Landscape Comparison
Graphnosis exists alongside other approaches to persistent AI knowledge. Each makes different tradeoffs:
| | Graphnosis | GBrain (Garry Tan) | MemPalace (Milla Jovovich) | Karpathy Wiki | |---|---|---|---|---| | Representation | Dual-graph (.gai binary) | Markdown files in git | Spatial hierarchy + ChromaDB | Markdown wiki pages | | Conversation memory | Yes (Claude/ChatGPT/Slack) | No | Yes (core feature) | No | | Identity tracking | Auto-extracted person nodes | Manual (people/ dir) | No | Partial (entity pages) | | Contradiction detection | Automated | No | No | LLM lint (manual) | | LLM cost to build | $0 + optional enrichment | ~$5-20/dataset | $0 | ~$10-50/dataset | | Human auditability | Giki pages + audit export | Native (markdown) | Partial | Native (wiki) | | Relationships | Explicit typed edges | Implicit links | Tunnels | Implicit cross-refs | | Persistence | SQLite + .gai files | Git repo | ChromaDB + SQLite | Filesystem |
Where Graphnosis wins: Relationship-aware reasoning, multi-source knowledge fusion, token efficiency, automated contradiction detection.
Where others win: GBrain has native git version control. MemPalace achieves 96.6% retrieval recall R@5 on LongMemEval (different metric than end-to-end QA — see benchmarks.md). Karpathy's pattern produces richer narrative synthesis.
They complement each other: MemPalace for conversation memory, GBrain for personal knowledge management, Graphnosis for structured domain knowledge with explicit relationships.
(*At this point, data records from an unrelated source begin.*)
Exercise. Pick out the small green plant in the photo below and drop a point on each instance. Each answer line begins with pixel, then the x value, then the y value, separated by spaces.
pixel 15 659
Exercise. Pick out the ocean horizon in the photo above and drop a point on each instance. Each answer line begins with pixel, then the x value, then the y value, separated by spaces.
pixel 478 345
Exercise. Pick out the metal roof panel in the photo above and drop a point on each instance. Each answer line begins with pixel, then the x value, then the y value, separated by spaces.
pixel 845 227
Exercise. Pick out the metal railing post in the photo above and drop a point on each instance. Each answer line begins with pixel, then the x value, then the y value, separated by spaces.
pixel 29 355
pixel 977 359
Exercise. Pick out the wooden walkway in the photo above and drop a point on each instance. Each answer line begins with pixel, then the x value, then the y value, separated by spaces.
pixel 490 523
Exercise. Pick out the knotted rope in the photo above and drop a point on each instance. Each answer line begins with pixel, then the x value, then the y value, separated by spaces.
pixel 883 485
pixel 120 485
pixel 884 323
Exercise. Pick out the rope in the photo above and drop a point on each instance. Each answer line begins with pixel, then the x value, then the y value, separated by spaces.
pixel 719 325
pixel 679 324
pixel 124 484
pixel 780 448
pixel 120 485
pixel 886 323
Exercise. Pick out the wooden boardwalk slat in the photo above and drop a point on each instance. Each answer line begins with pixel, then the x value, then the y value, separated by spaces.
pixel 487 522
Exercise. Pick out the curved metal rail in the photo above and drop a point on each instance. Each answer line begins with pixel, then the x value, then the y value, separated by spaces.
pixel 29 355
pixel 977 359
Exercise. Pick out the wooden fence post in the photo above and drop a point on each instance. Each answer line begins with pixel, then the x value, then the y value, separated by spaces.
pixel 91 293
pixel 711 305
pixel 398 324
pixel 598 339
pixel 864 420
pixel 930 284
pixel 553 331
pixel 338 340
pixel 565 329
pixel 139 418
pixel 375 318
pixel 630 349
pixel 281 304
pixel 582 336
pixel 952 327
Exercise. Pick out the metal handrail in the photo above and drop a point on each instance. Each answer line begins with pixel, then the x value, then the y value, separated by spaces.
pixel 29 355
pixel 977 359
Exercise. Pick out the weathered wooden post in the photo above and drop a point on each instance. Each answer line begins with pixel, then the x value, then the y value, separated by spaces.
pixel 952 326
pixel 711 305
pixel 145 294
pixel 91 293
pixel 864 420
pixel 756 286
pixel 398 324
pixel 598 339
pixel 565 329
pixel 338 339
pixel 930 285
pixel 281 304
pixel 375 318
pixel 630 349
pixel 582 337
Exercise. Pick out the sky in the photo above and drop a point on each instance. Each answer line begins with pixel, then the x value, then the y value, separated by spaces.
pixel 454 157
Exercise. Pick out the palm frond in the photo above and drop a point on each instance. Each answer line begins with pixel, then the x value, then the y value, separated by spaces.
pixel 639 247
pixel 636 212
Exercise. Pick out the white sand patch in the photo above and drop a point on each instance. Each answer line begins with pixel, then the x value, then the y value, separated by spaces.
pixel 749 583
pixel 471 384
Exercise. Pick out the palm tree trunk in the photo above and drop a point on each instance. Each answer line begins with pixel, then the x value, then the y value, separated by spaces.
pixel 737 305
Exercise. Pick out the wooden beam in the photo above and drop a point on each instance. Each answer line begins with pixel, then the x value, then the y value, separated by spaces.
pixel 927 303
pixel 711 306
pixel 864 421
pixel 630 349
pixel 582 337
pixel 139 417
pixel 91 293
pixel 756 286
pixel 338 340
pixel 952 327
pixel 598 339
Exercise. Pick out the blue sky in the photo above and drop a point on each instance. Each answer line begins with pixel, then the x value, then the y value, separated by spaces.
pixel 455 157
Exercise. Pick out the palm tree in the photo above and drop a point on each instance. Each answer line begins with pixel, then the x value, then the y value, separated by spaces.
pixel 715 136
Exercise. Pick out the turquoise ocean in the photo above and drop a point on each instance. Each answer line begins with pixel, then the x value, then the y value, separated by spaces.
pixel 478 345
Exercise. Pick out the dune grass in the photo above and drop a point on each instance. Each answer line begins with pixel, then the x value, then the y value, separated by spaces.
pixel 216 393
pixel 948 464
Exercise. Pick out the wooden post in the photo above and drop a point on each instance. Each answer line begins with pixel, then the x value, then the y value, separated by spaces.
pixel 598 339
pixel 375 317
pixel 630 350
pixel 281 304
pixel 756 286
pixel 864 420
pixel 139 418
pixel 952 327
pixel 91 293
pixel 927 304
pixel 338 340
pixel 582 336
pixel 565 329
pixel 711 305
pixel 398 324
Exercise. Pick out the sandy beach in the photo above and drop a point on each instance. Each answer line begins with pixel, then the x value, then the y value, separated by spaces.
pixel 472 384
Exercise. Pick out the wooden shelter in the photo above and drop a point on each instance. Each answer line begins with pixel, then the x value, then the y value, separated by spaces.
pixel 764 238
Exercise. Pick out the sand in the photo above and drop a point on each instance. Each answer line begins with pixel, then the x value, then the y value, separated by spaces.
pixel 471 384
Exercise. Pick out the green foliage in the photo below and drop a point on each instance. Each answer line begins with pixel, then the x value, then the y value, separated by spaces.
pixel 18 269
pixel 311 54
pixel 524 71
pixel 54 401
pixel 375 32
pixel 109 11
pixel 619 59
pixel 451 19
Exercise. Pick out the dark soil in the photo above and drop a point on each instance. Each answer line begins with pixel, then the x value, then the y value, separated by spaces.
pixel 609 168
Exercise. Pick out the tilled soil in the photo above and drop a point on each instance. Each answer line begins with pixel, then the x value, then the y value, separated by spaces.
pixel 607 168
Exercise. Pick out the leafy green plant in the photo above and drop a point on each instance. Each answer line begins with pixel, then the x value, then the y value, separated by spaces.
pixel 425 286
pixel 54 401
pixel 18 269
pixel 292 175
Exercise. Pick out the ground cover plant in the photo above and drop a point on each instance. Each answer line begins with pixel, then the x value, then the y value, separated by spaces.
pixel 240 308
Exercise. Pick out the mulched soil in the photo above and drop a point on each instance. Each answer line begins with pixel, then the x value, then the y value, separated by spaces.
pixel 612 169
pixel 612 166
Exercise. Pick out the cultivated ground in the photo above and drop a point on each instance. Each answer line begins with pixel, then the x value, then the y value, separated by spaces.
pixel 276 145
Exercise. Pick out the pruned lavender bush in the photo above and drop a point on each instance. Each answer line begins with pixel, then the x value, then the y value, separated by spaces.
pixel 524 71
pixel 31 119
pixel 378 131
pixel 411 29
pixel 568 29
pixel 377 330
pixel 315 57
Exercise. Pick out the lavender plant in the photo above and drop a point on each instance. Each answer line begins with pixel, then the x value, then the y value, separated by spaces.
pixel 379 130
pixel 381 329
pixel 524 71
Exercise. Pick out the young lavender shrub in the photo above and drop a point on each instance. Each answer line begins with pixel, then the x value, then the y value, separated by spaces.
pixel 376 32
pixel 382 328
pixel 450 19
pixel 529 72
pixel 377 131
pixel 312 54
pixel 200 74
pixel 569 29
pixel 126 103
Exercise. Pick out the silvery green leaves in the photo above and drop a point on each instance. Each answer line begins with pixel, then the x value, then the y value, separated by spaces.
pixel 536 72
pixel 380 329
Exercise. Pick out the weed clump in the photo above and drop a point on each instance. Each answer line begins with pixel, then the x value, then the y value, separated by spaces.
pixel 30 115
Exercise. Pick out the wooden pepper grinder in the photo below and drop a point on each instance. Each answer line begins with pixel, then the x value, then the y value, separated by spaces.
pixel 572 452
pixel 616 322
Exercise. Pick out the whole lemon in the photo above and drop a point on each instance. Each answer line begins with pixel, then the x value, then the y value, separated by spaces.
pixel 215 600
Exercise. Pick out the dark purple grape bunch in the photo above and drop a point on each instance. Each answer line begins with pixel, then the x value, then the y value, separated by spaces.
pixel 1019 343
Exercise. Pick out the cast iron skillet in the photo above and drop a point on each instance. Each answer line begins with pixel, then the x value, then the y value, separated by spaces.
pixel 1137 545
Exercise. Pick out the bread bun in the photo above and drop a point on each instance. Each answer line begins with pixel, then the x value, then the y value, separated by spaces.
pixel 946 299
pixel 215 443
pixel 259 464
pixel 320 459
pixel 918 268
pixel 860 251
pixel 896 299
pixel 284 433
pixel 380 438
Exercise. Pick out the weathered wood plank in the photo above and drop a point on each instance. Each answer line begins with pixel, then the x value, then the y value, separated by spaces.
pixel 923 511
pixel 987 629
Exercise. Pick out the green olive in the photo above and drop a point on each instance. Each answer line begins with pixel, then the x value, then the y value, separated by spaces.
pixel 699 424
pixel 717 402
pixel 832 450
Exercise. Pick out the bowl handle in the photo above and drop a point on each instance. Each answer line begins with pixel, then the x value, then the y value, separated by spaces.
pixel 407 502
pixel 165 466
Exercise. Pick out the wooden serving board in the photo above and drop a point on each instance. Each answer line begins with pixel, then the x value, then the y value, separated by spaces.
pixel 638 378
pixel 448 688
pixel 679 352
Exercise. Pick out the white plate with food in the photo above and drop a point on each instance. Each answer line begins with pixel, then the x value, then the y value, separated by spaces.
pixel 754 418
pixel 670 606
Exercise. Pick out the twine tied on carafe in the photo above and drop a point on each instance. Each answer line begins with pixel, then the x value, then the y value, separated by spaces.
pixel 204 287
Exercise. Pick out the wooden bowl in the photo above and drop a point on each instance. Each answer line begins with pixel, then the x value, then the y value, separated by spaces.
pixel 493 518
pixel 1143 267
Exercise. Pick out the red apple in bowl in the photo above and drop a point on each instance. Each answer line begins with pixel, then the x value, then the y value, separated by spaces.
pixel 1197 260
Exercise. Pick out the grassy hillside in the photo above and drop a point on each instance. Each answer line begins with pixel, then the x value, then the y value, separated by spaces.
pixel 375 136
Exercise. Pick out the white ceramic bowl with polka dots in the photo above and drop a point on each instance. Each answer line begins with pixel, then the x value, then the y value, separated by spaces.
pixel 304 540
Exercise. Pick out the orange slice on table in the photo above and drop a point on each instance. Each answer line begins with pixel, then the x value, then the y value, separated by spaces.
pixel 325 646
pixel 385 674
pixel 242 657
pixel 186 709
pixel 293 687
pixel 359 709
Why This Matters (vs. Standard RAG)
| Aspect | Standard RAG | Graphnosis | |--------|-------------|---------| | Context format | Flat text chunks | Structured subgraph with typed edges | | Relationships | Implicit (AI must infer) | Explicit (edges with types and weights) | | Retrieval | Vector similarity on chunks | Graph traversal + synonym expansion + query decomposition | | Resolution | Fixed chunk size | Hierarchical (zoom in/out via compression levels) | | Dependencies | Requires embedding API | TF-IDF (pure JS, zero API calls for graph construction) | | Memory | Stateless per session | Temporal nodes + conversation ingestion + SQLite persistence | | Corrections | Re-ingest from scratch | In-place edit, supersede, or soft-delete individual nodes | | Auditability | None | Giki pages, audit reports, contradiction detection |
Proof-of-Concept Datasets
All datasets use freely-licensed public content:
| Dataset | Source | License | Result | |---------|--------|---------|--------| | History of Computing | Wikipedia (51 articles) | CC BY-SA 3.0 | 12,199 nodes, 67,578 edges | | Transformer Architecture | arXiv (25 papers) | Open Access | Paper abstracts + metadata | | Next.js Documentation | GitHub (30 pages) | MIT | Markdown docs + code examples | | NASA Mars Missions | api.nasa.gov | Public Domain | Rover data + mission facts |
Performance
Graph Engine
Benchmarked on the Wikipedia dataset (12,199 nodes, 67,578 edges):
- Avg query time: 75ms (seed finding + graph traversal + serialization)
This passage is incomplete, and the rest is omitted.